A wig wearing Britney Spears checked back into a Los Angeles rehab center today for treatment. Unfortunately for those who saw her, it was not the right kind of wig. The former pop princess casually strolled into the facility wearing the toupee worn by William (Captain James T. Kirk) Shatner in the Star Trek IV; The Voyage Home (the one with the whales).
When asked why she had chosen that hairpiece to attempt to hide her baldness, Britney responded that "The Shat has been getting away with this since his 60's television series. Besides, I couldn't get ahold of Burt Reynolds to borrow one of his."
Strangely, Britney was not mobbed by the normal set of fans today. Instead, hundreds of virgin teenagers and twenty and thirty somethings in "I Grok Spock" t-shirts surrounded her and fell to their knees in homage, mistaking her for the object of their affection. One adoring trekkie even waved a sign saying "you can beam me up anytime." These fans apparently did not notice that the person they thought was their captain had tattoos on her neck and hands and had grown a pair of breasts.

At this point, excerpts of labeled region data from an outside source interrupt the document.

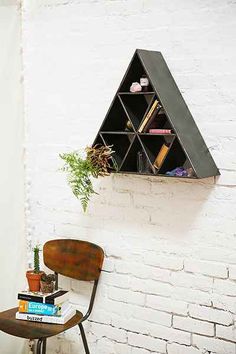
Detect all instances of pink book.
[149,129,171,134]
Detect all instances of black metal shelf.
[93,49,220,179]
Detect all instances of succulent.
[60,145,117,211]
[41,273,56,284]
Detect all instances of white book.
[16,306,76,324]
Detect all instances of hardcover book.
[18,290,69,305]
[138,100,158,133]
[149,129,171,134]
[16,306,76,324]
[154,144,169,168]
[19,300,70,316]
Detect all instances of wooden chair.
[0,239,104,354]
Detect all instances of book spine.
[18,294,43,303]
[16,309,76,324]
[149,129,171,134]
[154,144,169,169]
[19,300,61,316]
[138,100,158,133]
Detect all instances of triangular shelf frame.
[93,49,220,179]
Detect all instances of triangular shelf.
[93,49,220,178]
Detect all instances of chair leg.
[42,338,47,354]
[36,338,43,354]
[79,323,90,354]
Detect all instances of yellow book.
[153,144,169,168]
[138,100,158,133]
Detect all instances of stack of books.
[16,290,76,324]
[138,100,162,133]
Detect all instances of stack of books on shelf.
[16,290,76,324]
[138,99,172,135]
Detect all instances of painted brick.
[216,325,236,343]
[108,288,145,306]
[167,343,202,354]
[189,305,233,326]
[22,0,236,354]
[214,279,236,296]
[146,295,188,315]
[229,265,236,280]
[170,272,213,291]
[192,334,235,354]
[184,259,228,278]
[149,325,191,345]
[173,316,214,336]
[145,252,183,270]
[128,333,166,353]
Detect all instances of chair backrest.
[43,239,104,281]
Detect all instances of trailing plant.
[60,145,117,212]
[33,245,41,274]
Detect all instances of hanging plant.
[60,145,117,211]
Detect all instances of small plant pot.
[26,270,43,292]
[40,280,55,294]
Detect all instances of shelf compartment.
[120,136,155,175]
[101,133,135,169]
[158,138,196,178]
[100,97,134,132]
[118,91,155,96]
[93,133,105,146]
[119,53,154,92]
[119,94,154,130]
[139,134,175,169]
[140,105,175,135]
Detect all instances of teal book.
[19,300,69,316]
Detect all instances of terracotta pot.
[40,280,55,294]
[26,270,43,291]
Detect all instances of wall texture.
[23,0,236,354]
[0,1,25,354]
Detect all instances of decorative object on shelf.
[166,166,194,177]
[60,144,117,211]
[26,245,43,291]
[153,143,169,169]
[137,151,154,173]
[40,273,56,294]
[125,119,133,132]
[140,74,149,92]
[93,49,220,179]
[130,82,142,92]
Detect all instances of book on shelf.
[18,300,70,316]
[138,100,161,133]
[153,144,169,169]
[16,306,76,324]
[18,290,69,305]
[149,129,172,134]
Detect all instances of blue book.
[19,300,69,316]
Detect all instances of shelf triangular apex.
[118,51,154,93]
[136,49,220,178]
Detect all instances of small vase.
[26,270,43,292]
[40,280,55,294]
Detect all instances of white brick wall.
[23,0,236,354]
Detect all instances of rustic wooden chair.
[0,239,104,354]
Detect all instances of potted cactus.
[26,245,43,292]
[40,273,56,294]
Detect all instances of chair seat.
[0,307,83,339]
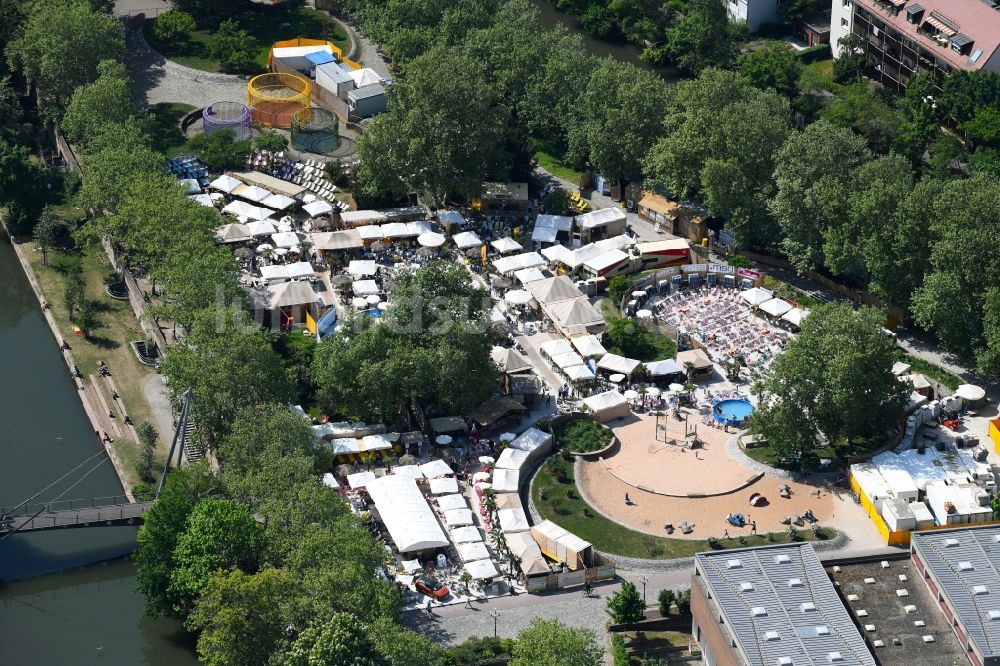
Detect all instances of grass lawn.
[535,141,583,185]
[21,243,169,485]
[532,453,836,560]
[555,419,611,453]
[145,6,351,73]
[149,103,194,159]
[895,347,964,391]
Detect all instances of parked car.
[413,576,451,599]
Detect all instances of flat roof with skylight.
[694,543,876,666]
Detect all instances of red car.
[413,576,451,599]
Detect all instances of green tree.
[770,120,871,272]
[665,0,745,74]
[184,567,304,666]
[607,580,646,624]
[281,613,389,666]
[569,58,669,179]
[160,307,290,446]
[132,461,222,616]
[153,9,198,44]
[736,41,802,99]
[62,60,136,143]
[208,19,257,73]
[357,49,510,207]
[7,0,125,114]
[833,32,868,83]
[167,499,264,615]
[190,130,254,171]
[510,618,604,666]
[750,303,908,459]
[33,206,63,266]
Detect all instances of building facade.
[830,0,1000,92]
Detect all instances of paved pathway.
[127,29,248,108]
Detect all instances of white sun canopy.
[366,474,448,553]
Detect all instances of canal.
[0,231,197,666]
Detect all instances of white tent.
[438,494,469,511]
[367,474,448,553]
[539,338,573,358]
[493,252,545,274]
[222,201,274,220]
[420,459,454,479]
[302,201,333,217]
[347,472,375,490]
[444,509,474,527]
[514,268,545,284]
[465,560,500,580]
[417,231,447,247]
[260,264,289,282]
[760,298,792,317]
[458,541,490,562]
[552,352,583,370]
[430,476,458,495]
[740,287,774,306]
[493,468,521,493]
[232,185,271,203]
[569,335,608,358]
[583,391,631,423]
[260,194,295,210]
[392,465,424,481]
[497,509,531,532]
[451,231,483,250]
[451,527,483,544]
[351,280,378,296]
[271,231,302,247]
[285,261,316,279]
[247,220,278,236]
[781,308,809,327]
[563,365,595,382]
[493,446,529,470]
[208,175,243,194]
[597,354,642,375]
[347,259,378,276]
[490,236,522,254]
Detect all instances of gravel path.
[127,29,248,109]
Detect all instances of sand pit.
[603,413,760,497]
[577,415,848,539]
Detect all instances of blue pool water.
[712,398,753,427]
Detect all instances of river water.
[0,231,197,666]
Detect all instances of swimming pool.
[712,398,753,428]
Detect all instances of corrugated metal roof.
[696,543,875,666]
[910,525,1000,659]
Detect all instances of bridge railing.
[0,495,131,517]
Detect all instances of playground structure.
[712,398,753,428]
[247,72,311,129]
[291,107,340,155]
[201,102,250,141]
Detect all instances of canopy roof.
[493,252,545,273]
[569,335,608,357]
[597,354,642,375]
[760,298,792,317]
[490,347,532,374]
[366,475,448,553]
[451,231,483,250]
[525,275,583,304]
[490,236,522,254]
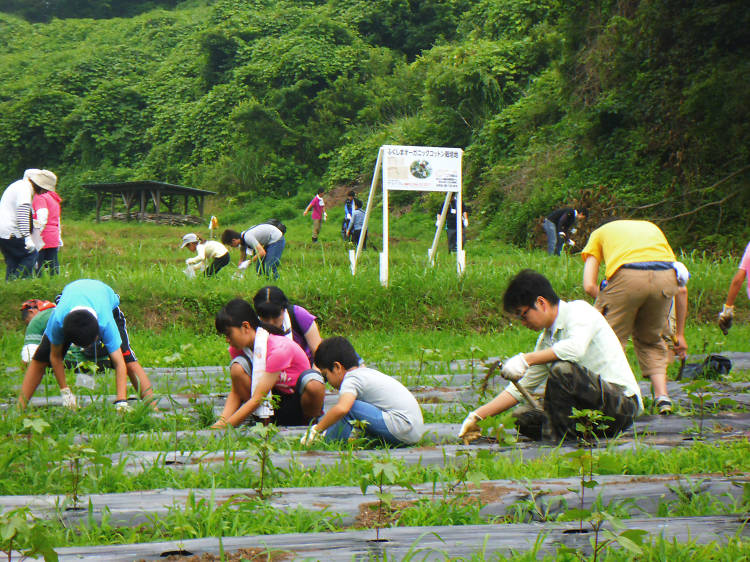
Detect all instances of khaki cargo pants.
[594,268,678,377]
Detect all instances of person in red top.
[302,188,328,242]
[719,242,750,336]
[31,179,62,275]
[212,299,325,429]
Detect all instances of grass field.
[0,210,750,560]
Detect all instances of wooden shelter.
[83,180,216,222]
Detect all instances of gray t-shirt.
[339,367,424,443]
[242,224,284,251]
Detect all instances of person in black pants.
[543,207,589,256]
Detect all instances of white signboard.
[382,145,463,192]
[349,145,466,286]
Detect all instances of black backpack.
[265,219,286,234]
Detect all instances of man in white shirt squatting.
[458,269,643,441]
[300,337,424,445]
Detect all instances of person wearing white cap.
[180,232,229,277]
[31,171,62,275]
[0,168,57,281]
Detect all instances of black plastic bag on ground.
[678,353,732,381]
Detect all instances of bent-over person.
[458,269,643,440]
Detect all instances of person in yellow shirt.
[581,220,687,414]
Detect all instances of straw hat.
[26,170,57,191]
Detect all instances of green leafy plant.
[250,423,278,498]
[0,507,57,562]
[564,408,613,531]
[359,460,413,541]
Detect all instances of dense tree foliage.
[0,0,750,247]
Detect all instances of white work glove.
[115,400,133,414]
[672,261,690,287]
[719,304,734,336]
[500,353,529,382]
[299,425,326,446]
[60,387,78,410]
[21,343,39,363]
[458,411,482,445]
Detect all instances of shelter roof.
[83,180,216,195]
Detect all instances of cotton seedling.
[469,345,482,386]
[22,418,50,455]
[359,461,413,541]
[563,408,613,531]
[417,347,440,375]
[250,423,278,499]
[575,511,648,562]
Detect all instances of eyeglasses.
[516,306,533,322]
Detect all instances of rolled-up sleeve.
[505,364,549,402]
[552,316,596,363]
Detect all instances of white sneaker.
[60,388,78,410]
[115,400,133,414]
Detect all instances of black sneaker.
[656,396,672,416]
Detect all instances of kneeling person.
[18,279,154,411]
[301,337,424,445]
[458,269,643,440]
[212,299,325,429]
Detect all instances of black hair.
[315,336,359,371]
[253,285,289,318]
[63,310,99,347]
[503,269,560,313]
[214,299,260,335]
[221,228,242,244]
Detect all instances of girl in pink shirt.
[31,189,62,275]
[302,188,328,242]
[212,299,325,428]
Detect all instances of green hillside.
[0,0,750,250]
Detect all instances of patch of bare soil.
[137,548,292,562]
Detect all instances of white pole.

When Britney sat down at the registration desk, it was noted that she was not wearing any panties (as usual) and flashed the Trekkies with a shot of her shaved vagina. As none of the males had ever seen or touched one of these anyway, they did not notice or react.
Police had to quiet and disperse the crowd of nerds and geeks and send them all home to their mothers.
Britney is expected to be in rehab until she dries out and detoxes and makes progress in the famous twelve step program. As she cannot count beyond ten with her shoes on, this may take some time.